Imagine the scenario: you have dried blood down your thighs. It’s sticky, itchy, and uncomfortable. You tried stopping it with a now-overflowing pad and a wad of toilet paper from a bathroom stall. You don’t have access to a shower until tomorrow—maybe the next day.
In the U.S., 17 million people who menstruate are living in poverty. Though women are 38% more likely to live in poverty, most states don’t allow food stamps as payment for period products. Two-thirds of low-income women reported struggling to access pads, tampons, and washing facilities. This is known as period poverty. In 2019, there were roughly 568,000 people unhoused, 38% of which were women. Women experiencing homelessness struggle obtaining supplies for their menstrual cycle.
In 2016, New York City passed a legislative bill to increase access to free feminine products. This bill required the Department of Citywide Administrative Services (DCAS) to supply products in temporary shelters. Caitlin Gruer and colleagues evaluated the menstrual experiences of unhoused individuals after the bill was enacted. They conducted 37 in-depth interviews of people living on the street, in shelters, and service providers.
“What we need is more access, in more spaces, with less stigma.”
All participants experiencing homelessness reported difficulty obtaining sufficient menstrual products from providers—in shelters and on the streets. People in shelters had easier access obtaining free materials or purchasing products when shelters ran out of stock; people living on the street reported that they often resorted to theft or panhandling to raise money for supplies. As a substitute, some created makeshift pads and tampons from rags, cut t-shirts, and wadded up toilet paper.
Shelter staff reported that supplies often fell far short of need. Depending on the shelter, product distribution happened on designated days. Most had one person in charge of distribution, who wasn’t necessarily available throughout the week. The researchers also found inconsistent supplies in shelters. Some service providers reported having to ration menstrual supplies because shipments failed to show up consistently. Shelter workers couldn’t predict when shipments would arrive from DCAS and so were forced to withhold materials from women in need.
As one study participant said, “No, there is no choice. You get what they got.” Another mentioned she had to find bathrooms every 2-3 hours because products she received from shelters didn’t work well. Typically, a pad or tampon should last 4-8 hours.
Improper period care can result in adverse health effects. Wearing materials for too long or infrequent washing can cause urinary tract infections and skin infections among many others.
Interviewees mentioned a lack of gender acceptance in some shelters. Not all people who menstruate are women or feminine-presenting.
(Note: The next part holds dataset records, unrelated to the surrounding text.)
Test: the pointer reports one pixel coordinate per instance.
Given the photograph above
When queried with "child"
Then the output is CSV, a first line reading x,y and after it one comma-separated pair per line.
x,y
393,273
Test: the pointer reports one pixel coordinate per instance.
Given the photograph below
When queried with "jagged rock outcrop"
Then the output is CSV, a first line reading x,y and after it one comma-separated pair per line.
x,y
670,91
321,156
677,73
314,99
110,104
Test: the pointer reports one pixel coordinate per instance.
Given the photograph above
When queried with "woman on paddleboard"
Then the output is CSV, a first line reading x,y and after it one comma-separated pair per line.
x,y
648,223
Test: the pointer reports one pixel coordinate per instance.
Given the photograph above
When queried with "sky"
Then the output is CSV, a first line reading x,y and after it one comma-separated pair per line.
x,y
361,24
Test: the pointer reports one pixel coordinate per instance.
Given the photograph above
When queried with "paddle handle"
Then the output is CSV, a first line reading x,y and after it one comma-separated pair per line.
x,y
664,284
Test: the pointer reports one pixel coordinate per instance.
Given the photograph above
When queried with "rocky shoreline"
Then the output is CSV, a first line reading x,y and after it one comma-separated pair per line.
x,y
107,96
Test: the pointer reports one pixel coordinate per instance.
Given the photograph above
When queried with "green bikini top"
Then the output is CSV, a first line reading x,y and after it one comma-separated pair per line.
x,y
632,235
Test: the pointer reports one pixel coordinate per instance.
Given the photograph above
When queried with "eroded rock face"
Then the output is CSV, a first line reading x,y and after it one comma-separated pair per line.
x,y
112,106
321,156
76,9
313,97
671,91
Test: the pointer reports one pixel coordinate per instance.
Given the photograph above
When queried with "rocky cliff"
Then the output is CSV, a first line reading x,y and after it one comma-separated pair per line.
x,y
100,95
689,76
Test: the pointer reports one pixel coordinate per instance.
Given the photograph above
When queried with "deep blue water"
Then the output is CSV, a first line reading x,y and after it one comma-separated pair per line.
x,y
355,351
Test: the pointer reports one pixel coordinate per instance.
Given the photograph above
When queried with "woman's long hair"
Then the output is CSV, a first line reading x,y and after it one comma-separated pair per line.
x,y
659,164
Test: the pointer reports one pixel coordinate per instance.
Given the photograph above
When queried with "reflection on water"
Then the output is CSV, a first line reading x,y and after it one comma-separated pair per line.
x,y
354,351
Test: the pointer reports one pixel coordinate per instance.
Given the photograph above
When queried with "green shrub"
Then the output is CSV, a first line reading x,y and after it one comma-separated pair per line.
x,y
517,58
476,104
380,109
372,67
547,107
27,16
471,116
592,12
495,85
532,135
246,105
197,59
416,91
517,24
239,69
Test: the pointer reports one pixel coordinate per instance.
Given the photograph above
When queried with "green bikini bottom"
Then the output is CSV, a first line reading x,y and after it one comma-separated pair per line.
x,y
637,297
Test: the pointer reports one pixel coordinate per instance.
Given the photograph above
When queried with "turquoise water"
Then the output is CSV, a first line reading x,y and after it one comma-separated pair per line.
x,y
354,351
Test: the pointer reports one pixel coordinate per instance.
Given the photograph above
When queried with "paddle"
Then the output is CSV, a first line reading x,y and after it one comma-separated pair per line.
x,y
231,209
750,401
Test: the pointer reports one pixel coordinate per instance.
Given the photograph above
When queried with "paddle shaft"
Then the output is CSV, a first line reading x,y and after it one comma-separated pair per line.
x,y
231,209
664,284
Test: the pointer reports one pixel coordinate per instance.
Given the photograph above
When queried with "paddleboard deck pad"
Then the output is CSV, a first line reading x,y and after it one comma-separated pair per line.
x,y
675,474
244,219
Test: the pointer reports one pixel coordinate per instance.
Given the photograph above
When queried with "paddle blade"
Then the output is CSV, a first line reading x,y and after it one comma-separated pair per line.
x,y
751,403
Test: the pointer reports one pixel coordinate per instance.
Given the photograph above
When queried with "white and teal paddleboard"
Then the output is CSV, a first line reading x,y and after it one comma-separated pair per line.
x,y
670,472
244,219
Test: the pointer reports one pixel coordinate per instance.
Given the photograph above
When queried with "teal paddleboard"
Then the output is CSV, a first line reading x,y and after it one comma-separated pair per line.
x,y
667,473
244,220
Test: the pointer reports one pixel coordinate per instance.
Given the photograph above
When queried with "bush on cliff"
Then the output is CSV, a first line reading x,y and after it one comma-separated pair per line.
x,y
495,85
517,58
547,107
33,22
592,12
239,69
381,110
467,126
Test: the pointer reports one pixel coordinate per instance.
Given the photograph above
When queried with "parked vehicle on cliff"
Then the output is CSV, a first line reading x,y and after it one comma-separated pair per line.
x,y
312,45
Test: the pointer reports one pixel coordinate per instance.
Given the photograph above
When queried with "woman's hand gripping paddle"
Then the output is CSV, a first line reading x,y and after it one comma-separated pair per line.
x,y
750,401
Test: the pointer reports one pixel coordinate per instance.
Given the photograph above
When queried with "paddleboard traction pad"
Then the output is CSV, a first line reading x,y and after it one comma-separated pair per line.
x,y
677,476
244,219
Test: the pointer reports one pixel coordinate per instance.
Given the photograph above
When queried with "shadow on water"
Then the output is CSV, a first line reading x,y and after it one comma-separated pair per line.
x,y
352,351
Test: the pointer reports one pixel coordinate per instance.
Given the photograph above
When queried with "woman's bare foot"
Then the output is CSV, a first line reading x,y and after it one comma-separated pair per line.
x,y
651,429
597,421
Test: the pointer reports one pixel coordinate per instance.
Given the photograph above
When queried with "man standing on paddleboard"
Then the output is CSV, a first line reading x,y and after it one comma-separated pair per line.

Some male shelter workers reported feeling uncomfortable distributing materials to women and transgender clients. One shelter guest said, “The humiliation is that you have to keep going back and asking them…in front of NYPD and DHS security. Most of those are male staff.” As a result, transgender and gender non-conforming individuals may only access menstrual products when they feel comfortable asking.
Safe and dignified menstruation is fundamental to the health and comfort of individuals. While this legislation is helpful, it is not enough. Many unhoused individuals reported not knowing they could access menstrual products at shelters; some providers didn’t know either. A new bill is in the New York senate for including coverage of menstrual products under the food stamp program. As one service provider who previously experienced homelessness summarized, “What we need is more access, in more spaces, with less stigma.”